2403.05839

Total: 1

#1 Long-Term Visual Object Tracking with Event Cameras: An Associative Memory Augmented Tracker and A Benchmark Dataset [PDF1] [Copy] [Kimi4] [REL]

Authors: Xiao Wang, Xufeng Lou, Shiao Wang, Ju Huang, Lan Chen, Bo Jiang

Existing event stream based trackers undergo evaluation on short-term tracking datasets, however, the tracking of real-world scenarios involves long-term tracking, and the performance of existing tracking algorithms in these scenarios remains unclear. In this paper, we first propose a new long-term, large-scale frame-event visual object tracking dataset, termed FELT. It contains 1,044 long-term videos that involve 1.9 million RGB frames and event stream pairs, 60 different target objects, and 14 challenging attributes. To build a solid benchmark, we retrain and evaluate 21 baseline trackers on our dataset for future work to compare.

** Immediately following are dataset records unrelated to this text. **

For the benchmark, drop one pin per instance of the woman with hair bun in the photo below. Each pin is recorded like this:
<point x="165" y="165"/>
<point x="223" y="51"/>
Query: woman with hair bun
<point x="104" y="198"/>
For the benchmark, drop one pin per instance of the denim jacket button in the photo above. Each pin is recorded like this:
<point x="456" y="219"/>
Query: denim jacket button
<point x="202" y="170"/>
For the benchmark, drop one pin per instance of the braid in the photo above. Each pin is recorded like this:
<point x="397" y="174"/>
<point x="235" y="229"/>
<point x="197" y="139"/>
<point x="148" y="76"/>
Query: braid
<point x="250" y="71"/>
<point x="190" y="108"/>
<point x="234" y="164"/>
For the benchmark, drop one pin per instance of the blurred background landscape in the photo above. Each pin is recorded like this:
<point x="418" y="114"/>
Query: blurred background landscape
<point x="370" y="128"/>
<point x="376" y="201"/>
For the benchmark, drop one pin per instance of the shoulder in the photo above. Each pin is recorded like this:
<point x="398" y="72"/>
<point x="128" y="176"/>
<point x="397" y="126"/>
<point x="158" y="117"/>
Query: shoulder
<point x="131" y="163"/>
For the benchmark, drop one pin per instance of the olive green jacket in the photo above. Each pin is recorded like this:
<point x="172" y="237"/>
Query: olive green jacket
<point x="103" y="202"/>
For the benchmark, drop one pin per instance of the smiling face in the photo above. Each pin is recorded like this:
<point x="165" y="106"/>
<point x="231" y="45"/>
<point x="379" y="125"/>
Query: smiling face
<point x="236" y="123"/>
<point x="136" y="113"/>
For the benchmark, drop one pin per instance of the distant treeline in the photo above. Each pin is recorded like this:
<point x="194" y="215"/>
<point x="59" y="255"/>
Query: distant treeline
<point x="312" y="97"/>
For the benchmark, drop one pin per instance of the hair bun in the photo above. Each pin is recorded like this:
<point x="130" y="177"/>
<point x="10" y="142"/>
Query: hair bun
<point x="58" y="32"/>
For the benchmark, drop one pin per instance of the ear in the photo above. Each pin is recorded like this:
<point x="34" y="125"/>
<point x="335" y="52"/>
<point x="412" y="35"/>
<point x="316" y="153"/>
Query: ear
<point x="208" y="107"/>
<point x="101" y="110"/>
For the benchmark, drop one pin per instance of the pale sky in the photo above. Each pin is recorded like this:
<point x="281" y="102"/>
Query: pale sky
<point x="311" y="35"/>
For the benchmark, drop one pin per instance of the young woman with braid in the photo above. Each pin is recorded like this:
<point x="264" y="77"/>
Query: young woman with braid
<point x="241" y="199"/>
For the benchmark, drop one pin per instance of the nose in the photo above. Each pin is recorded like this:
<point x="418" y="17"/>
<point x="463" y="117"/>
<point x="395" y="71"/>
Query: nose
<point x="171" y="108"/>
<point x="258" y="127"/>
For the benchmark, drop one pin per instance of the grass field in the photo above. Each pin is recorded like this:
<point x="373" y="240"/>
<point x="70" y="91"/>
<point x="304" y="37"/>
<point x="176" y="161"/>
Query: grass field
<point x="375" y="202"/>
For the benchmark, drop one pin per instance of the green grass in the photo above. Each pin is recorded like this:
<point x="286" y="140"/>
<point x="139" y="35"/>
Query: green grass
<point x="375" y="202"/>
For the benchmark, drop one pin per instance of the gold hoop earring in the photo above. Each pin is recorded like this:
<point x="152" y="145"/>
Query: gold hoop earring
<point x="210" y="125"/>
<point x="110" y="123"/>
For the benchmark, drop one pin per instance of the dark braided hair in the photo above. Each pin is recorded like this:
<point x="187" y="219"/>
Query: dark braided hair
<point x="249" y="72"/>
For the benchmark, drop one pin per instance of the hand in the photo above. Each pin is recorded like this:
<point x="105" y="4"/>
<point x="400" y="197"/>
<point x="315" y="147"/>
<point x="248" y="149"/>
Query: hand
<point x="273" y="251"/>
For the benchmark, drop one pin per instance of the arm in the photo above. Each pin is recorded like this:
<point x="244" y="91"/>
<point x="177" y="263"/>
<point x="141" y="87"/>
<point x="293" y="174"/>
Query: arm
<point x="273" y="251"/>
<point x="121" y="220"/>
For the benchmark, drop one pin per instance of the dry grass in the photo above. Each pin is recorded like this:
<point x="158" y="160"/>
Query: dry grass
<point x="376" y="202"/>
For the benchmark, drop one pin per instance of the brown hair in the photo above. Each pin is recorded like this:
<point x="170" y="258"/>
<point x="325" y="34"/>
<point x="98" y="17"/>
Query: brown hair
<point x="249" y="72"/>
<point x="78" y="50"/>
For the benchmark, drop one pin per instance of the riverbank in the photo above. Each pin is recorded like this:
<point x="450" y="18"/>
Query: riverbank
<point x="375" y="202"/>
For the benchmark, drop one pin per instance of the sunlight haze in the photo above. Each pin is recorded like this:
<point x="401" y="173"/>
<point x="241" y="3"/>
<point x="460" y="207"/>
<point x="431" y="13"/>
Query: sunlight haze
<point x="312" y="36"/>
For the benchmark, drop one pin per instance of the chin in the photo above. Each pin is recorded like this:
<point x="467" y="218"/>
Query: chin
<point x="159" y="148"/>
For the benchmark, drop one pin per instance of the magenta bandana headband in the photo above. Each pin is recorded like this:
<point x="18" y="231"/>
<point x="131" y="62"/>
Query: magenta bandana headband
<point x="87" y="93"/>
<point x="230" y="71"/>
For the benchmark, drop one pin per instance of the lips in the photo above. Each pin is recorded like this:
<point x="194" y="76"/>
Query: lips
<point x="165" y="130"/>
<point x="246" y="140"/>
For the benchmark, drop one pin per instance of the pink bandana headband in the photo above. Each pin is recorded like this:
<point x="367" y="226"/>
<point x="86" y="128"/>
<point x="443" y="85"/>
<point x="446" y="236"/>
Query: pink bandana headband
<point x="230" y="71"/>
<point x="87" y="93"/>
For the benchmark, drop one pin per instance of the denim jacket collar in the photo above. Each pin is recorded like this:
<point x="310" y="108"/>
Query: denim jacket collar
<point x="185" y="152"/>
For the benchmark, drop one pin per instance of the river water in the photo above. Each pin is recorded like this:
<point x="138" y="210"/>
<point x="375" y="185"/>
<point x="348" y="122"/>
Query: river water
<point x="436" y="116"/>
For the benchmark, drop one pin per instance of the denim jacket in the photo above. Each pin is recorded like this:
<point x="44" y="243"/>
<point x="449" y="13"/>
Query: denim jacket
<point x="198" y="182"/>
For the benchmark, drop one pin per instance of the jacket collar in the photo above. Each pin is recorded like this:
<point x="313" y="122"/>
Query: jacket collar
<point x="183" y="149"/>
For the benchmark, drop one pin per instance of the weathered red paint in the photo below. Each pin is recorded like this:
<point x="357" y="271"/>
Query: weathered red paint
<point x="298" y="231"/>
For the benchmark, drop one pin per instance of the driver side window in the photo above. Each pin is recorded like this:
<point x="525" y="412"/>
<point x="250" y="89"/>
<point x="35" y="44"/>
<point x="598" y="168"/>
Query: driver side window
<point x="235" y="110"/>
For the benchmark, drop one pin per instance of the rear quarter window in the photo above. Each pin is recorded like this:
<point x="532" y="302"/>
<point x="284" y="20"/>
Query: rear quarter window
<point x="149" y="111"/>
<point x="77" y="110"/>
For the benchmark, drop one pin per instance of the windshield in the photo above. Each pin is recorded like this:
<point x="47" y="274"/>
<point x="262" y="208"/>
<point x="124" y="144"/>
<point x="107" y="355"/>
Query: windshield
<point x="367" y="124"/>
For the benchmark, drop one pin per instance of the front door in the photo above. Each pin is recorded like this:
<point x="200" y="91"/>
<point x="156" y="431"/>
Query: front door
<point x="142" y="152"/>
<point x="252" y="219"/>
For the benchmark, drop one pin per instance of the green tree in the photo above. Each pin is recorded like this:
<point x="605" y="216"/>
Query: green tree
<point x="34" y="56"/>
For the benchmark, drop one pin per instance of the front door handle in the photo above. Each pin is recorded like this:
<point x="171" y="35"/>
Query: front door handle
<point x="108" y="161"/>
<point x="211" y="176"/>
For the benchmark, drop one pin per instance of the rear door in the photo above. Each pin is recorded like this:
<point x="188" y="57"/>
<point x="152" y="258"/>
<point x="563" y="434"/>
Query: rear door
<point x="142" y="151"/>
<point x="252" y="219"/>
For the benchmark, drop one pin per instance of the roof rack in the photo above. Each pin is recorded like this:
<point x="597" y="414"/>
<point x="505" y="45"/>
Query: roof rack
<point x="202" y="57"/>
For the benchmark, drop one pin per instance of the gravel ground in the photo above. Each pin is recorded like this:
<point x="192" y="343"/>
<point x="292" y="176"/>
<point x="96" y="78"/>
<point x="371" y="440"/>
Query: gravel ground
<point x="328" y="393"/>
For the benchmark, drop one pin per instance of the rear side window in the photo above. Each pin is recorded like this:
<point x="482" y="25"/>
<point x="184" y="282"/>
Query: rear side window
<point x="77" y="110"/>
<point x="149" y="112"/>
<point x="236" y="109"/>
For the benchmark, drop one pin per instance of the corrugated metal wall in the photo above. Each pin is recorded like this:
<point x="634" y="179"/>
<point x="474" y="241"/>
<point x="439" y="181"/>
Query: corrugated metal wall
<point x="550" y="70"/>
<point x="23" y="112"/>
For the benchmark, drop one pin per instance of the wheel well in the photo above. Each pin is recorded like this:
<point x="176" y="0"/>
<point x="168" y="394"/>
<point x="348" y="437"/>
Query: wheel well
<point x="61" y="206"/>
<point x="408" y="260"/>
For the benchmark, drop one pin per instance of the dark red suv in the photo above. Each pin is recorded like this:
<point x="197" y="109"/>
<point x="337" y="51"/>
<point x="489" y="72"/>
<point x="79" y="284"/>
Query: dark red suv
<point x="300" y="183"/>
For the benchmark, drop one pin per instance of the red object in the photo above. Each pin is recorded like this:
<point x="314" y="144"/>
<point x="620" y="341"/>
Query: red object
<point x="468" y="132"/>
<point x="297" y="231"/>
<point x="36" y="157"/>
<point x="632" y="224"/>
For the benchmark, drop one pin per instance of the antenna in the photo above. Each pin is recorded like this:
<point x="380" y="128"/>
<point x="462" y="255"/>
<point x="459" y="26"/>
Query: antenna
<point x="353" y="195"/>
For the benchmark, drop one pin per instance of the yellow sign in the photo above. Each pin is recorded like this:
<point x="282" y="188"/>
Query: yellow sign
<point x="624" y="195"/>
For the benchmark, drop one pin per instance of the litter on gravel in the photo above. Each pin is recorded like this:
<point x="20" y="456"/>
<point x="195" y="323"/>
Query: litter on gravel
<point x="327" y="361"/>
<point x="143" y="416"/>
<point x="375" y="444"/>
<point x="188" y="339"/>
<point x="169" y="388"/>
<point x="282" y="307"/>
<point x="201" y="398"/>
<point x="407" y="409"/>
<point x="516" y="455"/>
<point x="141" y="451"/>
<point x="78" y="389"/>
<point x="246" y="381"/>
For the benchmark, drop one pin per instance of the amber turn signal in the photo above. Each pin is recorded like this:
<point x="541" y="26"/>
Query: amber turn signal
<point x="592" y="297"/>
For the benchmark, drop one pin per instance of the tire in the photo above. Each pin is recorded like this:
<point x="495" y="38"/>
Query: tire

In addition, we propose a novel Associative Memory Transformer based RGB-Event long-term visual tracker, termed AMTTrack. It follows a one-stream tracking framework and aggregates the multi-scale RGB/event template and search tokens effectively via the Hopfield retrieval layer. The framework also embodies another aspect of associative memory by maintaining dynamic template representations through an associative memory update scheme, which addresses the appearance variation in long-term tracking. Extensive experiments on FELT, FE108, VisEvent, and COESOT datasets fully validated the effectiveness of our proposed tracker. Both the dataset and source code will be released on https://github.com/Event-AHU/FELT_SOT_Benchmark

Subjects: Computer Vision and Pattern Recognition , Artificial Intelligence , Neural and Evolutionary Computing

Publish: 2024-03-09 08:49:50 UTC